Senior Data Scientist – Surfaceome Biology
Senior Data Scientist – Surfaceome Biology
India - Hyderabad Apply NowWhat you will do
Let’s do this. Let’s change the world. We are seeking a highly qualified and motivated Senior Data Scientist with a strong background in computational biology to join the Bioinformatics Technologies team within Amgen’s Automation, Research Data Systems, Informatics, and AI (ARIA) organization. ARIA is a multidisciplinary group embedded within Amgen’s discovery engine, leveraging advancements in digital technologies for disease modeling and digital modality engineering to accelerate the pipeline from target inception through drug development. Within ARIA, Bioinformatics Technologies serves as an innovation hub for developing, deploying, and applying emerging digital technologies in computational biology to drive the next generation of therapeutic discovery.
Cell surface proteins represent a critical interface between cells and their environment, and the systematic characterization of the surfaceome is essential for therapeutic discovery. By integrating diverse experimental and computational approaches, surfaceome analysis enables the identification of novel antigens, quantification of protein density and heterogeneity, assessment of internalization potential, and mapping of cell type–specific signatures. These insights are pivotal for advancing the next generation of targeted and multispecific drug modalities. In this role, you will develop and apply advanced computational and AI/ML methods to analyze and model surfaceome data, build scalable workflows and atlases, and collaborate with experimental teams to ensure computational predictions translate into actionable insights for therapeutic discovery. The successful candidate will possess strong analytical aptitude, deep technical expertise in computational sciences and AI/ML, and a solid understanding of molecular and cellular biology, proven by a track record of innovative and collaborative research.
RESPONSIBILITIES:
- Develop novel AI/ML, computational, and data science methods – including agentic AI systems – for processing, integrating, and analyzing multi-modal datasets (e.g., transcriptomics, proteomics, imaging, and single-cell multi-omics) to identify and prioritize novel and target-tissue specific cell surface antigens.
- Build workflows to harmonize and integrate public and internal datasets for constructing comprehensive multi-modal surfaceome atlases, and model protein expression heterogeneity across cell types, states, and spatial contexts.
- Design computational tools and predictive models for protein localization, topology, and internalization behavior to prioritize candidate surface proteins or antigen–ligand pairs for the discovery of multispecific antibody modalities and therapeutic payload delivery.
- Apply generative modeling and representation learning to propose novel antigen candidates or antigen combinations with desirable therapeutic attributes, such as accessibility, specificity, and internalization potential.
- Collaborate with experimental and translational teams to design and guide validation experiments, ensuring computational predictions translate into actionable biological insights.
What we expect of you
We are all different, yet we all use our unique contributions to serve patients. The dynamic professional we seek is a senior data scientist with these qualifications.
Basic Qualifications:
- Any degree and 8-13 years of directly related experience
Preferred Qualifications:
- Demonstrated expertise in computational and data science method development for short- and long-read transcriptomics, polysome sequencing, proteomics, multi-omics integration, or surfaceome characterization.

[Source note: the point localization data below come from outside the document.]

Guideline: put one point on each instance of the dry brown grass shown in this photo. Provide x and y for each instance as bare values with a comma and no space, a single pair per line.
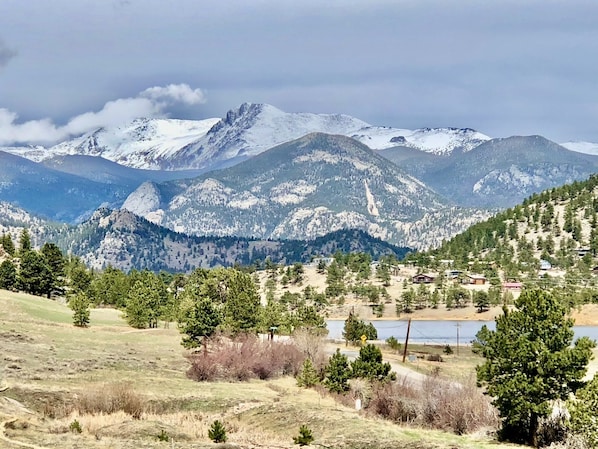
244,358
437,404
111,398
60,364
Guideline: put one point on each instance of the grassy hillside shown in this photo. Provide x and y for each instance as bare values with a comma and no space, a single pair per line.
49,365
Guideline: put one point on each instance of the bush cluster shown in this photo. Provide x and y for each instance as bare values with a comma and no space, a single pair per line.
244,358
435,404
112,398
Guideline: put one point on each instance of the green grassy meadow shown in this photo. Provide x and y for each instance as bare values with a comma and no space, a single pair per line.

- Strong background in machine learning and AI, including deep learning and generative modeling; experience with pre-training, fine-tuning, and few-/zero-shot learning, ideally experience with in silico modeling of cellular surface protein biology.
- Proven track record of applying computational methods to drive biological insights, target validation, biomarker discovery, or therapeutic hypothesis generation.
- Proficiency in scientific programming languages and tool development using Python, R, or similar, with familiarity in relevant libraries and frameworks.
- Experience with large-scale data processing using cloud computing, workflow development, and software best practices (e.g., version control, continuous integration, test-driven development).
- Familiarity with agentic AI, digital innovation approaches, and FAIR data principles for building robust and scalable analytical workflows.
- Familiarity with molecular and disease biology, with the ability to contextualize computational findings in therapeutic discovery.
- Excellent analytical and communication skills, with the ability to extract and clearly present insights from complex data to diverse audiences with rigor and accuracy.
- Strong interpersonal and collaborative skills with demonstrated ability to thrive in cross-functional teams and effectively present results to diverse audiences.
- Creative, open-minded, and passionate about research, with a proven record of innovative algorithm and model development demonstrated through impactful publications, patents, or widely adopted tools.